Today, severe losses caused by hurricanes are also significant. The losses from hurricane Ike, which struck in September, were underestimated. Initial estimates by Risk Management Solutions were for $7bn (£4.7bn) to $12bn, but it now expects Ike to cost $13bn to $21bn. The revised estimate makes Ike the third most costly US hurricane, after Katrina and Andrew. Ike, even when combined with hurricane Gustav, would probably not be enough to turn the soft market.
But in 2008 there is of course a second factor: the financial crisis. Insurers have suffered losses on both sides of their balance sheets – on assets as well as liabilities. The credit crunch, and its effects on bond and share markets, has eroded their investments. With weaker balance sheets, insurers are keener to transfer risk.
The soft market has been long sustained, and a hard market may well be due. Renewals on 1 January will be studied closely.
Obama and offshore
Barack Obama’s victory has rightly caught the imagination of the world. But it is also worrying some reinsurers. During his election campaign, Obama frequently mentioned closing corporate tax loopholes and ensuring that companies pay their fair share. His campaign ran a television advertisement that said: “John McCain went to Bermuda and, while he was there, pledged to protect tax breaks for American corporations that hide their profits offshore.” The US government is running the largest deficit since the second world war – a great incentive to increase tax revenues – and the increased Democratic majority in both houses of Congress will make it easier for the White House to push through change.
Although the Bermudian insurance industry has grown because of the island’s fiscal policy, it is now a thriving market and a centre of expertise, as I discovered when I went there myself recently. Over the past six years, the Bermudian insurance industry paid $25bn in US property catastrophe claims, the largest share of any non-US market. For Bermuda to be damaged as a centre of excellence would be a loss for the worldwide insurance industry.

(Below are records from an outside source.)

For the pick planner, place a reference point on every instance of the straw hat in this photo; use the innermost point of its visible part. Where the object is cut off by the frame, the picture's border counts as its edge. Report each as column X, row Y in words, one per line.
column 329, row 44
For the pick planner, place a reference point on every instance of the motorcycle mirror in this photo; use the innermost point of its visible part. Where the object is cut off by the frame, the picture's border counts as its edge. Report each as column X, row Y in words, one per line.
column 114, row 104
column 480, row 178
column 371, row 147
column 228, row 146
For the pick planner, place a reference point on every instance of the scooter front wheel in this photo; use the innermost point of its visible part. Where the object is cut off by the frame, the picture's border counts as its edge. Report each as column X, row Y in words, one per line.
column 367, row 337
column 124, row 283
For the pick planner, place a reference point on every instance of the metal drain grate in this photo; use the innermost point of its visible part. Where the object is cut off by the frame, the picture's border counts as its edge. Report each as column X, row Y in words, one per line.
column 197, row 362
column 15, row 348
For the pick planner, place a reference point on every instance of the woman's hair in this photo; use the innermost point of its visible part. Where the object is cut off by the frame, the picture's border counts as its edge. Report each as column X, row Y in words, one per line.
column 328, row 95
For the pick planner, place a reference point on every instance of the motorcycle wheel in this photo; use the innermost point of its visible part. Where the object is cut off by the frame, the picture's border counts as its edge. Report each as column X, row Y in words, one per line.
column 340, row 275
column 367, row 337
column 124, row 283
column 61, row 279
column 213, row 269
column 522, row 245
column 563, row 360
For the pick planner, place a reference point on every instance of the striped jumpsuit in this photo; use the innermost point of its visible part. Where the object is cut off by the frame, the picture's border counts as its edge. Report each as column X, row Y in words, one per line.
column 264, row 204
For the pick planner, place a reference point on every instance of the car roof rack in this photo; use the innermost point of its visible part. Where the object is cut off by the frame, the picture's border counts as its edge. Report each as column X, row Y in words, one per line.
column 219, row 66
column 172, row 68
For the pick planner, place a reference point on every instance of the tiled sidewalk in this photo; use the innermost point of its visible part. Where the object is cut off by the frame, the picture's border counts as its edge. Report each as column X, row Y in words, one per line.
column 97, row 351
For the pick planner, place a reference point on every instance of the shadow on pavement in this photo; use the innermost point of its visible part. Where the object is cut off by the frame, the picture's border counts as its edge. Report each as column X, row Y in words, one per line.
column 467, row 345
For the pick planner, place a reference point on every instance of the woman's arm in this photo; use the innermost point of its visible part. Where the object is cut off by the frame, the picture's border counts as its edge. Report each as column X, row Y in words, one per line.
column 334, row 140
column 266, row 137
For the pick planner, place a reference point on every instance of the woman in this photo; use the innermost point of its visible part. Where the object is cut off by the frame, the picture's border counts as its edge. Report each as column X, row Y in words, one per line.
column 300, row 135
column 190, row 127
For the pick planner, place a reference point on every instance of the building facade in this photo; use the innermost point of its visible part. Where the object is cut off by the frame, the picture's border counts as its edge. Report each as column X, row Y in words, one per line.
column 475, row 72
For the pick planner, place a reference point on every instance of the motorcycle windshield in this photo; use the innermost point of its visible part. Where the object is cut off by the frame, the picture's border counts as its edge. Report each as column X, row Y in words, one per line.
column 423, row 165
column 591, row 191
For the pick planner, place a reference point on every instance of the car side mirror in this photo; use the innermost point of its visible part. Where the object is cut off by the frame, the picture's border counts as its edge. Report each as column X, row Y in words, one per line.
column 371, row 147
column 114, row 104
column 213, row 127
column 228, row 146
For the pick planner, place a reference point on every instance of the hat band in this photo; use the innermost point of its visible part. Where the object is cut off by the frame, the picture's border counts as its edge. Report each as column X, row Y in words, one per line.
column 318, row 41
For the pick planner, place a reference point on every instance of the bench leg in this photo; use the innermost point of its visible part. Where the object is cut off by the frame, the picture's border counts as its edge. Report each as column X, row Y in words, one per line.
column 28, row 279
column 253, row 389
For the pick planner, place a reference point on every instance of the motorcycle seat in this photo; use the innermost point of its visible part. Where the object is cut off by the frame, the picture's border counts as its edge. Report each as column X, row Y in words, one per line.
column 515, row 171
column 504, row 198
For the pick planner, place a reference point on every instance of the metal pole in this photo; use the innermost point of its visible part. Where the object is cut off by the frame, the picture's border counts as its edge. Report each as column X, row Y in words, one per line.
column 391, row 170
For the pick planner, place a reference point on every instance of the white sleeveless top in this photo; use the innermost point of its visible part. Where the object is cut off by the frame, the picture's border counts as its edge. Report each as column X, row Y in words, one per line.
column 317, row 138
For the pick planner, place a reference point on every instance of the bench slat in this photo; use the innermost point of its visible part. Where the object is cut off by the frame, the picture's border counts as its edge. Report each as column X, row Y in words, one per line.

It would be myopic to think Obama’s only concern about the insurance industry is how to extract more tax from it. He also supports a greater federal government role in disaster financing; and another idea he has backed is a tax on large corporations that do not offer health insurance to their employees. Obama has a lot on his plate, and does not lack for pressing financial problems.
However, even if he acts in a measured way on reinsurance taxation, it would be a mistake to suppose that the Obama administration will be the only government looking hard for ways to increase tax revenue. European governments will do the same. And many of them will have the insurance industry in their sights.